The van Elteren test stratified for the factors used at randomisation (duration of MTX use < or ≥6 months and presence of bone erosions) was used for the primary analysis and to assess changes from baseline in RAMRIS erosion scores, Genant-modified Sharp radiographic erosion scores and CARLOS (imputation by linear extrapolation), and to assess changes from baseline in RAMRIS synovitis and osteitis scores (last observation carried forward). The Cochran-Mantel-Haenszel test was used to assess the proportions of patients with no newly eroded joints (no imputation used), of patients with no progression of erosions, of patients with improvements in synovitis and osteitis, and of patients achieving a EULAR and ACR 20/50/70 response (non-responder imputation). Analysis of covariance was used to assess changes from baseline in DAS28-ESR and HAQ-DI (last observation carried forward). All tests were two-sided and were conducted at the 5% significance level without correction for multiplicity.
Patient disposition and baseline characteristics
A total of 283 patients from 37 centres in 17 countries were screened. Of these, 185 patients were randomised and received study drug and were therefore included in the intent-to-treat and safety populations (19 November 2007 to 12 April 2010 from first patient randomised to last patient visit). Of the patients receiving placebo, 22% failed to complete the study, compared with 5% and 7% of patients receiving rituximab 500 mg and rituximab 1000 mg, respectively. The predominant reasons for withdrawal in all treatment groups were non-safety related (see online supplementary table S1). Patient disposition is shown in online supplementary figure S1. The proportion of patients who remained in the study until week 52 was higher in the rituximab groups than in the placebo group.
Baseline demographics and disease characteristics were generally well balanced among the treatment groups (table 1). The mean age of the patients was 50 years, and the mean disease duration was slightly less than 5 years. At baseline, the mean DAS28-ESR was 6.2. Patients were receiving a mean MTX dose of >15 mg/week, and slightly more than half were receiving concomitant corticosteroids. Approximately 77% (48/62) and 72% (43/60) of patients in the rituximab 500-mg and rituximab 1000-mg groups, respectively, were retreated with a second cycle of rituximab after 24 weeks.
The analysis of the primary end point showed significantly less progression in the mean RAMRIS erosion score at week 24 in patients treated with rituximab 1000 mg compared with those treated with placebo (figure 1A). Similar results were observed at week 52. Significant differences were also observed between the rituximab 500-mg group and the placebo group at weeks 24 and 52. The mean change in RAMRIS erosion score at week 12 was not significantly different between either of the rituximab groups and the placebo group. The cumulative distribution plots revealed increased RAMRIS erosion score at week 24 in a greater proportion of patients in the placebo group than in either rituximab group (figure 1B).

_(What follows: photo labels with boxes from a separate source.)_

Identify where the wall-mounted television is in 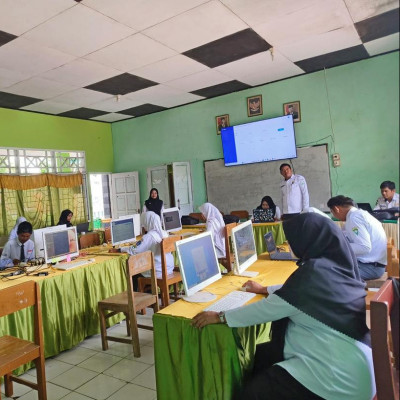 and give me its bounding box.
[221,115,297,167]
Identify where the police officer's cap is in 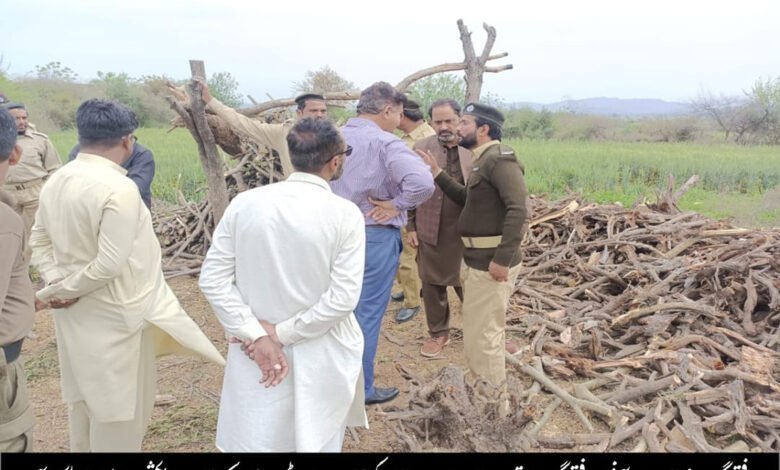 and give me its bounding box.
[295,93,325,108]
[463,103,504,127]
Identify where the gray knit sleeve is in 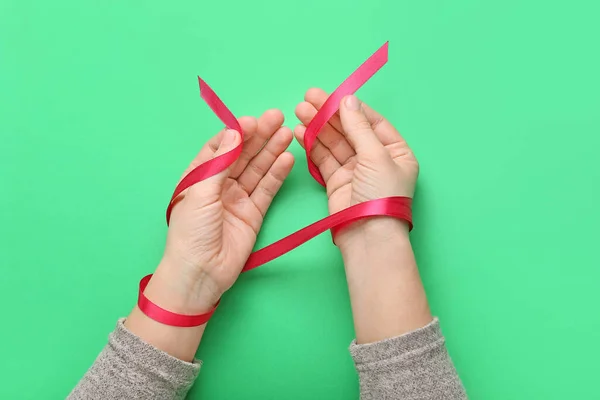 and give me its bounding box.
[67,319,200,400]
[350,318,467,400]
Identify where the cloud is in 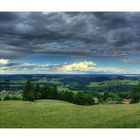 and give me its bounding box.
[0,61,124,74]
[0,12,140,59]
[0,59,9,65]
[58,61,124,73]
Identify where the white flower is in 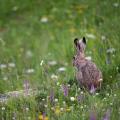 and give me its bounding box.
[70,97,75,101]
[40,60,44,66]
[51,74,58,79]
[8,62,15,68]
[26,68,35,74]
[86,34,96,39]
[40,16,48,23]
[48,61,57,66]
[0,64,7,69]
[58,67,66,72]
[85,56,92,61]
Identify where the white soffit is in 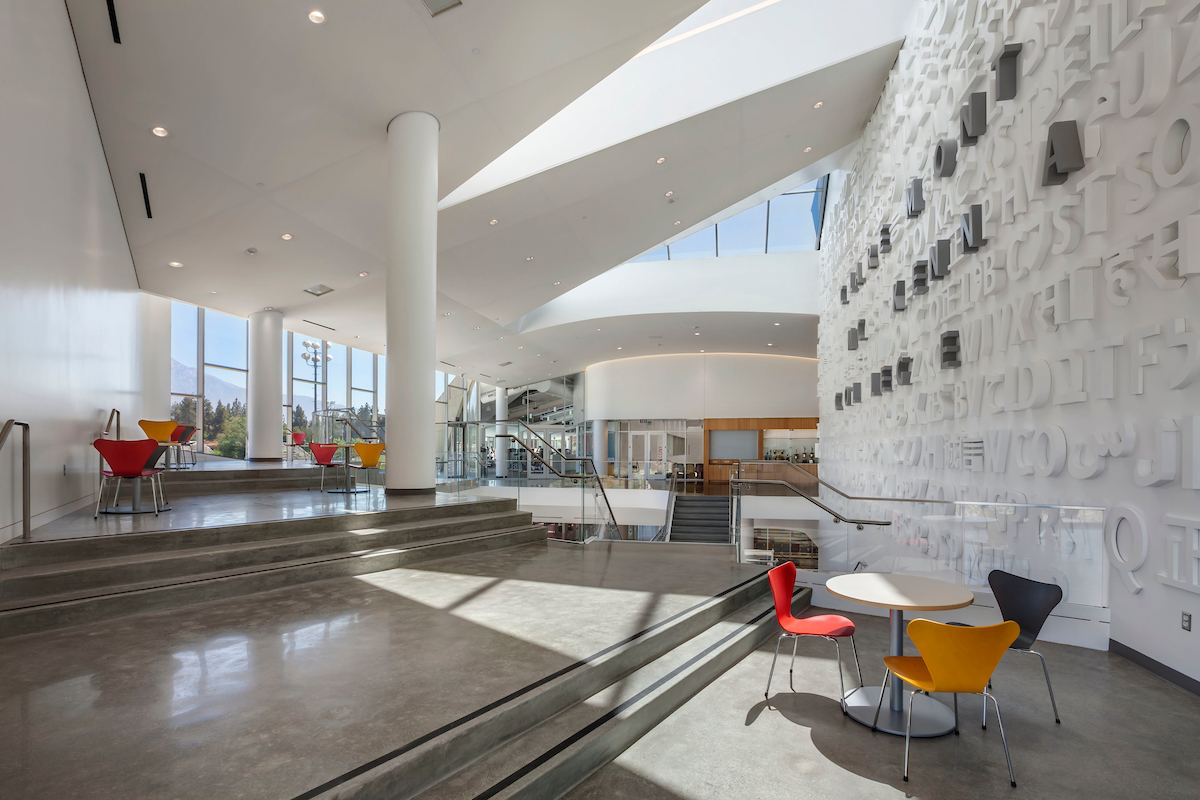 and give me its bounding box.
[439,0,913,209]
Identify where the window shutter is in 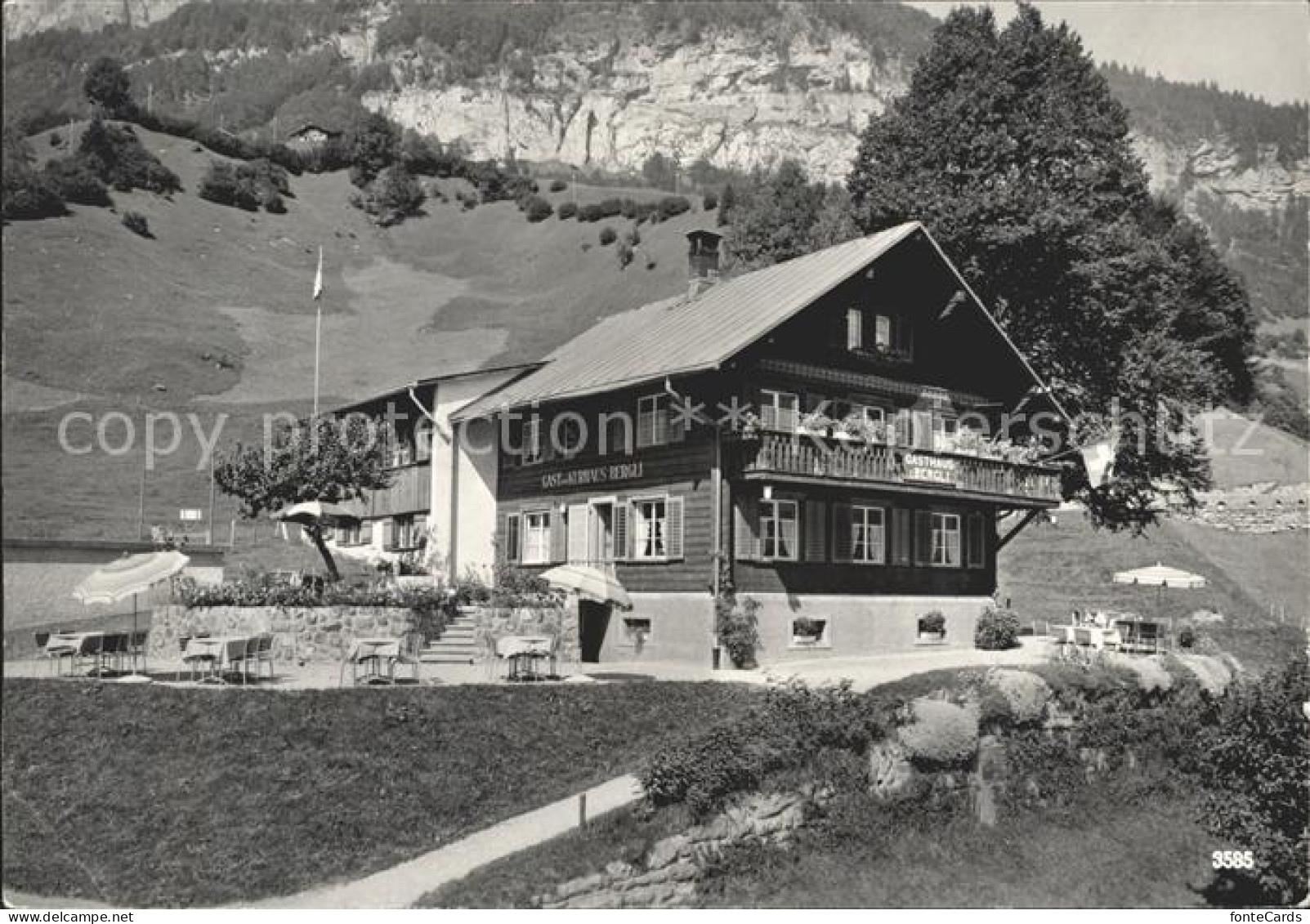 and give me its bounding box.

Patients treated with rituximab 1000 mg demonstrated a progressively greater decrease in mean RAMRIS synovitis score at weeks 12, 24 and 52, which was significantly greater than placebo at each time point (figure 2A). Patients receiving rituximab 500 mg also showed a progressive decrease in the mean RAMRIS synovitis score at each time point; the decreases were numerically less than those in the rituximab 1000 mg-treated patients and were significantly different from those in the placebo-treated patients at weeks 24 and 52. The rituximab 1000-mg group demonstrated significantly greater reductions in RAMRIS osteitis scores compared with those in the placebo group at weeks 12, 24 and 52; similar results were observed in the rituximab 500-mg group at each time point (figure 2B). Mean cartilage loss scores based on CARLOS increased progressively at weeks 24 and 52 in patients treated with placebo, whereas patients treated with rituximab 1000 mg showed significantly greater improvement compared with those who received placebo (figure 2C) at week 52; a statistically significant difference was not observed at week 24. Patients receiving rituximab 500 mg demonstrated significantly less cartilage loss compared with those in the placebo group at weeks 24 and 52.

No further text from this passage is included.